The law allows employers to determine whether the leave is paid or unpaid, and employees can be required to exhaust available sick, personal, and vacation time. Absent a threat of imminent danger, employees must provide appropriate advance notice of the need for leave.
In addition to an anti-retaliation provision, the law provides for a private right of action for employees, as well as enforcement power for the state’s Attorney General. Any employee who prevails on a claim is entitled to mandatory triple damages and attorneys’ fees.
New Jersey. Just a few states away, the New Jersey Legislature responded to the current controversy surrounding criminal background checks by passing the Opportunity to Compete Act, a bill that limits an employer’s ability to inquire about an applicant’s criminal background.
Set to take effect March 1, 2015, the new law applies to employers with at least 15 employees over 20 calendar weeks. Covered employers are prohibited from requiring applicants to complete any employment application making inquiries about the applicant’s criminal record as well as making any oral or written inquiries about a criminal record during the “initial employment application process.”

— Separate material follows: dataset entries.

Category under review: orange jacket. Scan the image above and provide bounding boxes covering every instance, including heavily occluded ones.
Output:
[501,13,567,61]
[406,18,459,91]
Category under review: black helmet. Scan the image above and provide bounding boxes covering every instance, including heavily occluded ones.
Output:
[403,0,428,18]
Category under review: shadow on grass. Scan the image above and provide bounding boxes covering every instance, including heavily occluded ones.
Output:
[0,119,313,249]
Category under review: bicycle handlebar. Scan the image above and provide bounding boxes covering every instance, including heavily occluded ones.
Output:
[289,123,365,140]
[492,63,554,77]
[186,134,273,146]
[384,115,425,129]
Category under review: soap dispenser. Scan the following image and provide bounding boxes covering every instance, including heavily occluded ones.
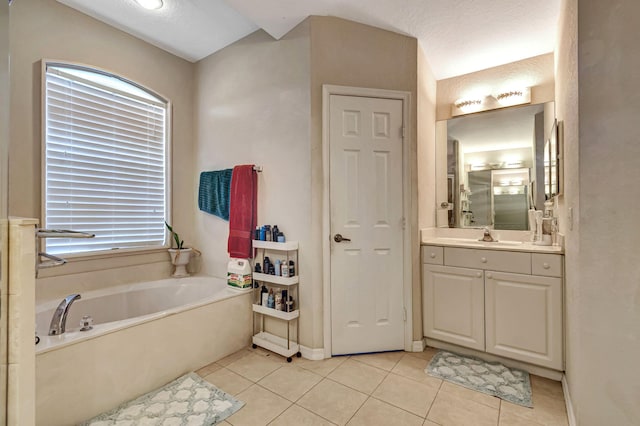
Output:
[534,201,554,246]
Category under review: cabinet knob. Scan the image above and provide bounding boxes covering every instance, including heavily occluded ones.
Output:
[486,273,493,279]
[480,257,487,263]
[430,253,436,259]
[476,272,482,278]
[543,262,550,269]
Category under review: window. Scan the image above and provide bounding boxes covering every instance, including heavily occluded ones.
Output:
[43,63,169,255]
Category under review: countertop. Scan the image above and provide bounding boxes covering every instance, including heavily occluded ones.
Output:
[420,228,564,254]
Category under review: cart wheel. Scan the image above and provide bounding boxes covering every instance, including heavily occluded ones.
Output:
[252,344,257,349]
[286,357,292,363]
[296,352,301,358]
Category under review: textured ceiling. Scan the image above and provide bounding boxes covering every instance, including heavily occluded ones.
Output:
[57,0,561,79]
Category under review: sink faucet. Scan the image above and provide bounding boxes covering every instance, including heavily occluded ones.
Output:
[48,294,81,335]
[479,227,497,242]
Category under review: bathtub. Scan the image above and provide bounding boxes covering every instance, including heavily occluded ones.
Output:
[35,276,252,426]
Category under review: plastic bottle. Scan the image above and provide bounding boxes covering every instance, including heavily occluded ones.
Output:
[281,261,289,277]
[275,291,282,311]
[259,226,266,241]
[274,259,281,276]
[260,285,268,305]
[263,256,271,275]
[277,233,285,243]
[288,260,295,276]
[267,289,275,309]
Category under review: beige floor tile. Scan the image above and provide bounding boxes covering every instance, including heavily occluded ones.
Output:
[391,354,442,388]
[295,356,349,377]
[227,352,283,382]
[426,390,499,426]
[347,398,424,426]
[327,358,388,394]
[297,379,368,425]
[372,373,438,417]
[499,410,545,426]
[217,348,254,366]
[530,375,564,400]
[270,404,337,426]
[226,384,291,426]
[203,368,253,396]
[196,361,222,377]
[259,365,323,402]
[406,347,440,362]
[439,381,500,410]
[501,394,568,426]
[423,421,440,426]
[351,351,405,371]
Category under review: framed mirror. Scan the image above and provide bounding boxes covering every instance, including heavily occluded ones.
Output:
[436,101,555,230]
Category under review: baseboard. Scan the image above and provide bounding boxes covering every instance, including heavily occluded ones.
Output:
[300,345,325,360]
[425,338,564,381]
[562,374,577,426]
[412,339,426,352]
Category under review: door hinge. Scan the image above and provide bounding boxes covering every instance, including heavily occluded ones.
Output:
[402,217,406,230]
[403,307,407,322]
[401,126,405,138]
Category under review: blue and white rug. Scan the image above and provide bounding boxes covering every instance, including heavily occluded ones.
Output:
[426,350,533,407]
[80,372,245,425]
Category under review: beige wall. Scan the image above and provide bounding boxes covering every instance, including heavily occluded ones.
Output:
[416,48,437,338]
[9,0,195,295]
[559,0,640,424]
[194,24,312,344]
[309,16,421,343]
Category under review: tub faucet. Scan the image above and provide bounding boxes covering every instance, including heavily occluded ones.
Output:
[479,227,496,242]
[48,294,81,335]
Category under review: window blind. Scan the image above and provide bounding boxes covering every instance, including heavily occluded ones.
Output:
[44,65,168,255]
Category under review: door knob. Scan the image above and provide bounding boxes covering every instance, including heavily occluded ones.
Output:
[334,234,351,243]
[440,201,449,208]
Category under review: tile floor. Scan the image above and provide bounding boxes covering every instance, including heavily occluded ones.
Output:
[197,346,569,426]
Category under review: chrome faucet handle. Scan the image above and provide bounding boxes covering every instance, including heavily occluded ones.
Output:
[480,227,496,242]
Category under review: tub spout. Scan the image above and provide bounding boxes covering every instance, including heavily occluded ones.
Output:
[48,294,81,336]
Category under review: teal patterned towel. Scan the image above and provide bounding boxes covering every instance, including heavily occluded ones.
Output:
[199,169,233,220]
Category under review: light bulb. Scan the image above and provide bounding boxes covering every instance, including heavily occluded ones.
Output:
[135,0,163,10]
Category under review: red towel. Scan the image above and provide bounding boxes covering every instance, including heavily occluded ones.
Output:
[228,165,257,259]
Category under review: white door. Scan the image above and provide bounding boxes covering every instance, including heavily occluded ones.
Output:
[485,271,563,369]
[422,264,485,351]
[329,94,405,355]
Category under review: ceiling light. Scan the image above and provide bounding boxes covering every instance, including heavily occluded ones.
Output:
[135,0,164,10]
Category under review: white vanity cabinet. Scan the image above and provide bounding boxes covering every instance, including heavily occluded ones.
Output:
[422,244,564,370]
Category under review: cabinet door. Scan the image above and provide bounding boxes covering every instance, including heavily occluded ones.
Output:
[485,271,562,369]
[423,264,485,350]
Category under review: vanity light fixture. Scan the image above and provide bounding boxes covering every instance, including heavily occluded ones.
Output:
[496,88,530,107]
[135,0,164,10]
[454,98,483,114]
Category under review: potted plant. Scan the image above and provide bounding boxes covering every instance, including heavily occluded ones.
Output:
[165,221,192,277]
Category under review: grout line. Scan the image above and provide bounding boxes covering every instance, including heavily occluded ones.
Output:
[423,378,444,422]
[497,399,502,426]
[367,394,427,420]
[344,395,370,425]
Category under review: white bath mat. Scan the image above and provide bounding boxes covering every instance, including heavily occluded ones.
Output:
[80,372,244,426]
[426,350,533,407]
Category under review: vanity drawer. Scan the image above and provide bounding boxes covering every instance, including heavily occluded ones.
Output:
[422,245,444,265]
[532,254,563,277]
[444,247,531,274]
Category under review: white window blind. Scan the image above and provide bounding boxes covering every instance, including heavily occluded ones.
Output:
[44,64,169,255]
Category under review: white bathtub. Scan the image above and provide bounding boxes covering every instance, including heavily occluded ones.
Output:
[35,276,252,426]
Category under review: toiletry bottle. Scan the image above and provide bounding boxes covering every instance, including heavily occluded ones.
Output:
[269,263,275,275]
[261,285,269,306]
[274,259,281,276]
[277,232,285,243]
[263,256,271,275]
[275,291,282,311]
[265,225,272,241]
[281,261,289,277]
[286,296,294,312]
[267,289,275,309]
[259,226,266,241]
[272,225,279,239]
[254,263,262,273]
[288,260,295,276]
[281,290,288,309]
[255,226,260,240]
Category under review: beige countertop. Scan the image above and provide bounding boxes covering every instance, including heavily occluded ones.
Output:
[420,228,564,254]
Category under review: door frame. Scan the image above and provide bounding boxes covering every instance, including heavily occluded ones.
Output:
[322,85,413,358]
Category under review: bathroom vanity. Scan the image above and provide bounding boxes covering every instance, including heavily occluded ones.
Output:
[421,231,564,371]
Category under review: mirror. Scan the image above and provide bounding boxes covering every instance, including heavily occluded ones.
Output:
[545,119,561,199]
[436,102,555,230]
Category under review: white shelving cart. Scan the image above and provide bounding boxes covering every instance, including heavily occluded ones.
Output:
[252,240,301,362]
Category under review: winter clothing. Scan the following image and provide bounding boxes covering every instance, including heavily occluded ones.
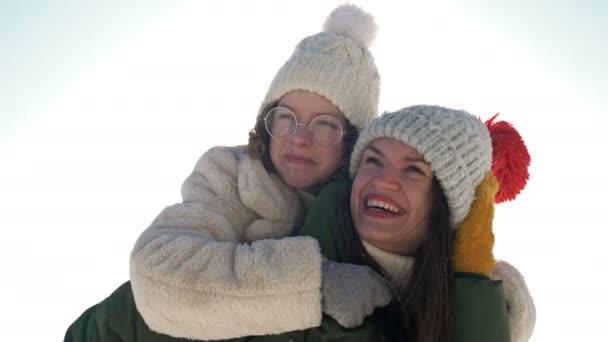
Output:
[64,282,190,342]
[450,112,530,279]
[349,105,493,227]
[64,280,378,342]
[348,104,535,341]
[453,173,499,276]
[491,260,537,342]
[299,180,512,341]
[320,258,393,328]
[361,240,415,293]
[130,3,385,339]
[123,146,534,341]
[129,145,319,339]
[66,180,517,342]
[129,145,390,340]
[258,4,380,130]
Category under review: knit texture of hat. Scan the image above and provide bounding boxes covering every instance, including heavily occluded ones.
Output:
[349,105,493,227]
[257,4,380,130]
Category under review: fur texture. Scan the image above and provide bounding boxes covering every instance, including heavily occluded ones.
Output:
[323,3,377,48]
[129,146,535,340]
[492,260,537,342]
[130,146,323,340]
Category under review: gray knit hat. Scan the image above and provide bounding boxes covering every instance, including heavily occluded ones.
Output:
[349,105,493,227]
[257,4,380,130]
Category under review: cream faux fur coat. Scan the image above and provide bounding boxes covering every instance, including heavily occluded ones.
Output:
[130,145,536,341]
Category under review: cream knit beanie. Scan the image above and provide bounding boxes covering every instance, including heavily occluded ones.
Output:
[349,105,493,227]
[257,4,380,130]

As defined by the law, the “initial employment application process” lasts from an applicant’s first inquiry about a possible job until a first interview has been completed. Job advertisements or solicitations must also conform to the Act and refrain from stating that the employer will not consider an applicant who has been arrested or convicted of stated offenses.
New applicants as well as current employees are covered by the law. Employers are permitted to require applicants to complete an application with questions about a criminal record after the initial employment application process has concluded, however. And if an applicant voluntarily discloses information about criminal history prior to the completion of the first interview, the employer is permitted to follow up with a request for details.
Fines for violations of the law range from $1,000 for a first-time offense to $5,000 for a second and $10,000 for each subsequent violation.
California. California becoming the second state in the nation to mandate paid sick leave overshadowed another relevant piece of legislation for employers in the state – an update to the labor law providing more time to employees to seek liquidated damages against employers in suits alleging the failure to pay minimum wage.
Pursuant to the changes instituted by the Recovery of Wages: Liquidated Damages Act, employees may now recover liquidated damages in an amount equal to recovery for minimum wage violations of Sections 98, 1193.6, 1194, or 1197.1 of the state’s labor law.
Gov. Jerry Brown signed the bill into law on August 19 to deter employers from engaging in labor code violations, according to the bill’s sponsor, Assemblyman Roger Hernandez (D-West Covina). The measure does allow an employer to dodge the liquidated damages if it can demonstrate that it acted in good faith and had reasonable grounds for believing its conduct was not a violation of the minimum wage requirements.